Original article

C. CHOJNACKI1, E. WALECKA-KAPICA1, G. KLUPINSKA1,
M. PAWLOWICZ2, A. BLONSKA1, J. CHOJNACKI2

EFFECTS OF FLUOXETINE AND MELATONIN ON MOOD, SLEEP QUALITY
AND BODY MASS INDEX IN POSTMENOPAUSAL WOMEN

1Department of Clinical Nutrition and Gastroenterological Diagnostics Medical University of Lodz, Poland;
2Department of Gastroenterology Medical University of Lodz, Poland
Frequent mood and sleep disorders and increased appetite leading to obesity are observed in postmenopausal women. Due to the limitations of hormone replacement therapy the researchers look for other treatment regimes. The aim of the study was to evaluate the efficacy of fluoxetine and melatonin in the treatment of these disorders.The study included 64 overweight postmenopausal women, aged 54 – 65 years, with increased appetite. They were randomly assigned in 2 groups. In group I (n = 30) fluoxetine (20 mg in the morning) and placebo (in the evening) were administered for 24 weeks. Group II (n = 34) received fluoxetine (20 mg in the morning) and melatonin (5 mg in the evening) in the same period of time. Hamilton anxiety rating scale (HARS), Beck depression scale (BDI), the insomnia severity index (ISI) and body mass index (BMI) were used to assess the health status and the treatment efficacy. After 24 weeks, comparable and statistically significant reduction in the level of anxiety and depression was obtained in both groups. In group I, the ISI decreased from 14.9 ± 2.5 points to 10.9 ± 1.9 points (P < 0.05) and in group II from 15.8 ± 2.4 points to 7.7 ± 1.5 points (P < 0.001). In group I no reduction in BMI was achieved whereas in group II this index decreased from 30.9 ± 3.1 to 26.3 ± 3.2 (P < 0.05). We conclude that combined administration of fluoxetine and melatonin was useful option to treat mood, sleep and appetite disorders in postmenopausal women.
Key words:
menopause, appetite disorders, body mass index, fluoxetine, melatonin, anxiety, depression, sleep quality

INTRODUCTION

A variety of psychosomatic changes are observed in postmenopausal women. They include deterioration of mood, uneasiness, anxiety, sleep disorders, impaired concentration and memory (1). These changes are associated with estrogen deficiency, but other, i.e. environmental and cultural factors, are also important.

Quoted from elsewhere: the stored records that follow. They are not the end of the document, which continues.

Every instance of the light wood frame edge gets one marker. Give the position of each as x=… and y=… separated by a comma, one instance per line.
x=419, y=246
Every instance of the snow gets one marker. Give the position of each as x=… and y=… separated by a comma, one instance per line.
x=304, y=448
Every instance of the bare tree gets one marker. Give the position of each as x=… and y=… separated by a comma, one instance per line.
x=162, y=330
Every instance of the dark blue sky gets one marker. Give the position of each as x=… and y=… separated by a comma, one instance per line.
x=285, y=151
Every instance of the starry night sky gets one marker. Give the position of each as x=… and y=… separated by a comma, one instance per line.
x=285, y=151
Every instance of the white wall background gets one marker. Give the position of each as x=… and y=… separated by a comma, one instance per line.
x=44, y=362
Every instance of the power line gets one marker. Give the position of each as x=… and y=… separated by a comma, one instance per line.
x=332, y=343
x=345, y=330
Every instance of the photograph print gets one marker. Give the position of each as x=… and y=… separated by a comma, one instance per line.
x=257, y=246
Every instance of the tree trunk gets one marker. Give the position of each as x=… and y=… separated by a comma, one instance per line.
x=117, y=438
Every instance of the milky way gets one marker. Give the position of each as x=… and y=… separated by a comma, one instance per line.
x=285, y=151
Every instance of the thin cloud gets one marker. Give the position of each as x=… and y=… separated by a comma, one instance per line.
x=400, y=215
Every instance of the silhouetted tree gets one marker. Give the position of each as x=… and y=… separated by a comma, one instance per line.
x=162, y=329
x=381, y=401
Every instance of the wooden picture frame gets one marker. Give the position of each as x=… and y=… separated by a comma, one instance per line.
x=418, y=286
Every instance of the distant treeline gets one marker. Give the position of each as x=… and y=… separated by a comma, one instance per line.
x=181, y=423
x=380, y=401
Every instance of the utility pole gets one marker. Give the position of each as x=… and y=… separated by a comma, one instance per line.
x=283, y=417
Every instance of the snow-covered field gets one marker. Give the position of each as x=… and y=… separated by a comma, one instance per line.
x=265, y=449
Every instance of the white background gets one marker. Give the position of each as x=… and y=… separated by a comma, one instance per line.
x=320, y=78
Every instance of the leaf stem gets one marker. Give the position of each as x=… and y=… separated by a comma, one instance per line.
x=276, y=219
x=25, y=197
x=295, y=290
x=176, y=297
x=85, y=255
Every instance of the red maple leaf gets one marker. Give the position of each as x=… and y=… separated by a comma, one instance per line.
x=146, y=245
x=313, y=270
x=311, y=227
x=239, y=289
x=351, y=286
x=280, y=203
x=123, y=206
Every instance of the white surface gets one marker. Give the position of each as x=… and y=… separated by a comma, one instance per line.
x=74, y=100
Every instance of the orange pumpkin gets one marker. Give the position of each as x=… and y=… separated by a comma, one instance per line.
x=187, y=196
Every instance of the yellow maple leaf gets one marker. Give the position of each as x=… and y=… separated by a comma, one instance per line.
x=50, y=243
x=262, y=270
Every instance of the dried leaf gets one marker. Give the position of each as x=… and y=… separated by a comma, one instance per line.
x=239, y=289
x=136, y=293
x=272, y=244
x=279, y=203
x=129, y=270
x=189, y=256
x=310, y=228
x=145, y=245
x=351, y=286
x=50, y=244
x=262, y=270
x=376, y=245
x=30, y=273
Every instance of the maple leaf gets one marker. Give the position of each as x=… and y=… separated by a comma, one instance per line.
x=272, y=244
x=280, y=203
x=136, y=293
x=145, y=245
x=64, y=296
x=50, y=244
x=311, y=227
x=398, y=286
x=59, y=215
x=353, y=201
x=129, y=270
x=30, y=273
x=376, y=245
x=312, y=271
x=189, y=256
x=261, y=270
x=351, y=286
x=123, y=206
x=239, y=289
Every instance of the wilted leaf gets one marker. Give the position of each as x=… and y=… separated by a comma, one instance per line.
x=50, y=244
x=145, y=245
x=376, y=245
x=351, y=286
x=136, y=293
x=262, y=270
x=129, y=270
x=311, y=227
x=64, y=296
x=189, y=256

Some postmenopausal women develop depression with psychomotor retardation, decreased interest and life activity (2, 3). The picture of menopausal depression is masked by somatic symptoms, often related to the digestive system. These women experience increased appetite with nocturnal hunger and abdominal pain which leads to the development of hyperalimentation syndrome and obesity. Eating disorders are also influenced by hormones and are usually associated with the patient’s mental disorders. (4). For these reasons, it is justified to use hormone replacement therapy in postmenopausal period (5). However, the use of female sex hormones has limitations due to their side effects, including as serious ones as blood clots and embolisms, heart attacks, strokes or cancer (6-10). Moreover, long-term use of estrogens and gestagens contributes to weight gain (11, 12).

Various methods are used in the treatment of obesity, including appropriately increased physical activity, psychotherapy, reducing diets and pharmacotherapy (13-17). Different dietary supplements are recommended but strong pharmaceutical agents, “hidden“ from the patients, may be found in their composition. In recent years, the FDA has compiled a „blacklist“ of dozens of dietary supplements that besides herbal ingredients contain drugs such as sibutramine, furosemide, bumetanide, rimonabant or phenytoin (18). These drugs used in an uncontrolled manner can cause very serious side effects. Some of them (rimonabant) are not approved for marketing in the United States and others (sibutramine) were withdrawn from the list of drugs due to the risk of serious cardiovascular events. From this list only fluoxetine - a selective secretion reuptake inhibitor has gained recognition (19, 20). It is the only drug from the SSRI which has been registered in the United States for the treatment of bulimia and metabolic syndrome (21). Fluoxetine is applied mainly in the treatment of depression, but reduction of appetite and body weight are listed among its effects. Such effects of fluoxetine may be beneficial in the case of the coexistence of obesity and depression (22).

In our previous studies conducted in postmenopausal women we did not achieve permanent anorexic effect after fluoxetine administration. The patients experienced decreased appetite in the first 2 – 3 months of the treatment but with time this effect diminished and after 6 months both the appetite and BMI increased almost to the baseline level (23). The mechanism of this ‘phase’ effect of fluoxetine on appetite is not clear, because the functions of the serotonergic system are complex and coupled with other neuromodulators (24, 25).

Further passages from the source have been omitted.